[PATCH v1 04/12] mm/rmap: implement make_device_exclusive() using folio_walk instead of rmap walk

Thu Jan 30 09:47:29 UTC 2025

On 30.01.25 10:40, Simona Vetter wrote:
> On Thu, Jan 30, 2025 at 05:11:49PM +1100, Alistair Popple wrote:
>> On Wed, Jan 29, 2025 at 12:54:02PM +0100, David Hildenbrand wrote:
>>> We require a writable PTE and only support anonymous folio: we can only
>>> have exactly one PTE pointing at that page, which we can just lookup
>>> using a folio walk, avoiding the rmap walk and the anon VMA lock.
>>>
>>> So let's stop doing an rmap walk and perform a folio walk instead, so we
>>> can easily just modify a single PTE and avoid relying on rmap/mapcounts.
>>>
>>> We now effectively work on a single PTE instead of multiple PTEs of
>>> a large folio, allowing for conversion of individual PTEs from
>>> non-exclusive to device-exclusive -- note that the other way always
>>> worked on single PTEs.
>>>
>>> We can drop the MMU_NOTIFY_EXCLUSIVE MMU notifier call and document why
>>> that is not required: GUP will already take care of the
>>> MMU_NOTIFY_EXCLUSIVE call if required (there is already a device-exclusive
>>> entry) when not finding a present PTE and having to trigger a fault and
>>> ending up in remove_device_exclusive_entry().
>>
>> I will have to look at this a bit more closely tomorrow but this doesn't seem
>> right to me. We may be transitioning from a present PTE (ie. a writable
>> anonymous mapping) to a non-present PTE (ie. a device-exclusive entry) and
>> therefore any secondary processors (eg. other GPUs, iommus, etc.) will need to
>> update their copies of the PTE. So I think the notifier call is needed.
> 
> I guess this is a question of semantics we want, for multiple gpus do we
> require that device-exclusive also excludes other gpus or not. I'm leaning
> towards agreeing with you here.

See my reply, it's also relevant for non-device, such as KVM. So it's 
the right thing to do.

> 
>>> Note that the PTE is
>>> always writable, and we can always create a writable-device-exclusive
>>> entry.
>>>
>>> With this change, device-exclusive is fully compatible with THPs /
>>> large folios. We still require PMD-sized THPs to get PTE-mapped, and
>>> supporting PMD-mapped THP (without the PTE-remapping) is a different
>>> endeavour that might not be worth it at this point.
> 
> I'm not sure we actually want hugepages for device exclusive, since it has
> an impact on what's allowed and what not. If we only ever do 4k entries
> then userspace can assume that as long atomics are separated by a 4k page
> there's no issue when both the gpu and cpu hammer on them. If we try to
> keep thp entries then suddenly a workload that worked before will result
> in endless ping-pong between gpu and cpu because the separate atomic
> counters (or whatever) now all sit in the same 2m page.

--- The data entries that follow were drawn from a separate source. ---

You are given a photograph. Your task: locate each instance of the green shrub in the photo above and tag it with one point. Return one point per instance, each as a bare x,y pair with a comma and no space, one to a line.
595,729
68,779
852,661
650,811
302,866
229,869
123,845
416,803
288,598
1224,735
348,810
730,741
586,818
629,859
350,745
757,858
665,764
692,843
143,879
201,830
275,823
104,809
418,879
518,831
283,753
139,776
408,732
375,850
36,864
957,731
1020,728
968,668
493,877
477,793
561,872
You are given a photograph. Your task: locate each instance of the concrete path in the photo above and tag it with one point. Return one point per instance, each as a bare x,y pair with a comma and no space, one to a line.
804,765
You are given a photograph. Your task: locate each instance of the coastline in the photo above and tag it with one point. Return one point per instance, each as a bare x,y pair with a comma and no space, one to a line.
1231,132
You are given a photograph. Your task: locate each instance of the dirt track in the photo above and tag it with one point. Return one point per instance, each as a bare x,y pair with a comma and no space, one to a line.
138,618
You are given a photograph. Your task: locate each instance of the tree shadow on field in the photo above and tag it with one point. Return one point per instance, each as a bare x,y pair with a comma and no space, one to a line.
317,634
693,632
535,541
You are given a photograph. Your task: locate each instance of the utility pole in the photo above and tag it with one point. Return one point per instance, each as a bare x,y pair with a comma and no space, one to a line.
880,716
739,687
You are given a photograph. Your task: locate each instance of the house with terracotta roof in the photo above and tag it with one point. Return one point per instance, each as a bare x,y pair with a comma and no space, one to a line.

Agreed. And the conversion + mapping into the device gets trickier.

> 
> So going with thp might result in userspace having to spread out atomics
> even more, which is just wasting memory and not saving any tlb entries
> since often you don't need that many.
> 
> tldr; I think not supporting thp entries for device exclusive is a
> feature, not a bug.

So, you agree with my "different endeavour that might not be worth it" 
statement?

-- 
Cheers,

David / dhildenb